- By Vivien Williams
Mayo Clinic Minute: Hysterectomy options
Hysterectomy, or the surgical remove of a woman's uterus, is a common gynecologic operation in the U.S. Dr. Megan Wasson, a Mayo Clinic medical and surgical gynecologist, says before a woman heads to the operating room, she should be aware of the various surgical and nonsurgical options available.
Journalists: Broadcast-quality video pkg (1:00) is in the downloads. Read the script.
Every year, approximately 600,000 women have hysterectomies, or surgery to remove their uterus.
Dr. Wasson says, “There are two main types of hysterectomies. There is a total hysterectomy where the entire uterus is removed. And there’s a subtotal hysterectomy, where the uterus is removed, but the cervix remains in place.”
Common reasons for a hysterectomy include fibroids, which can cause heavy bleeding; endometriosis; uterine prolapse; and cancer. She encourages all women considering hysterectomy to ask three questions: …
Ask if there are medications or other procedures, such as focused ultrasound and uterine artery embolization which can help you avoid a full hysterectomy. Second: …

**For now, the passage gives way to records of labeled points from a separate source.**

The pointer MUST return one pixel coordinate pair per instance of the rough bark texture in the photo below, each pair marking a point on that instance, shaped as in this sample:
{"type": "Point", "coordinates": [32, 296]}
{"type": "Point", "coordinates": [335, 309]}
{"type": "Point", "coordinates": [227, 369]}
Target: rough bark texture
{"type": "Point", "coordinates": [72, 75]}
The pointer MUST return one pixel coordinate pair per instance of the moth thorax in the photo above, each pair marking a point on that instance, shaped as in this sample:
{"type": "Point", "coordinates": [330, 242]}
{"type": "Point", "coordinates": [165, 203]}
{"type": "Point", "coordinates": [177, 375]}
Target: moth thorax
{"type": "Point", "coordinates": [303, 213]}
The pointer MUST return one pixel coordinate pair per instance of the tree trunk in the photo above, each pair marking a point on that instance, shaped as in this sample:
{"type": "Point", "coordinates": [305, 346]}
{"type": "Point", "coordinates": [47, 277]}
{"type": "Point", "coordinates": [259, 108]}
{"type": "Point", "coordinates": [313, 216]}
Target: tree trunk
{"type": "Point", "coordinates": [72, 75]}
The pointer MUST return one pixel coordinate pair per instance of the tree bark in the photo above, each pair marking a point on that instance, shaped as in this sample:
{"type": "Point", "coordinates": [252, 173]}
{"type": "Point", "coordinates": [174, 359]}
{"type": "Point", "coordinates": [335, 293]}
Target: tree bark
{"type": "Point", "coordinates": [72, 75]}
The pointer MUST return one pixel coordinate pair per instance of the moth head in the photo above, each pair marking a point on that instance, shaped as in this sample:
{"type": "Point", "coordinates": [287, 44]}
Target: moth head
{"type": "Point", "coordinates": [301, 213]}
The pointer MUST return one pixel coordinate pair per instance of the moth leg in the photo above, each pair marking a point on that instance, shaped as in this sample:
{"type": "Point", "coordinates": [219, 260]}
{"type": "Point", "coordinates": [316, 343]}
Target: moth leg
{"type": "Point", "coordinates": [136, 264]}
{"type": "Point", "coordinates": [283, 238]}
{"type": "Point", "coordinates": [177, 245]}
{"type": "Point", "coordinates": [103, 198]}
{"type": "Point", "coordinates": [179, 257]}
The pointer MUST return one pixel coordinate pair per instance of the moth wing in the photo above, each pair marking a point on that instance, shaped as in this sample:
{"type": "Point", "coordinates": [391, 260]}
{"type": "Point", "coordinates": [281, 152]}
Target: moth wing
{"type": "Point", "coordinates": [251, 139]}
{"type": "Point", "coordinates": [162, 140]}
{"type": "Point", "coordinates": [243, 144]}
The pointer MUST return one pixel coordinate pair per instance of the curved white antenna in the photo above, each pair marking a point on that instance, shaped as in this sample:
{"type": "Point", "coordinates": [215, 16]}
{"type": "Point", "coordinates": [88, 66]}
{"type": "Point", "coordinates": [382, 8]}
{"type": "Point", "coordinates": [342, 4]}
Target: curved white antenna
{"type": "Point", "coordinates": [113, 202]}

“… She also needs to ask what approach is going to be best for her hysterectomy, whether that’s a vaginal approach, abdominal approach, laparoscopic. And, then, No. 3: She needs to ask what the benefit or risk would be of removing her ovaries at the time of her hysterectomy.”
Dr. Wasson says a discussion with your health care provider is essential when considering a hysterectomy.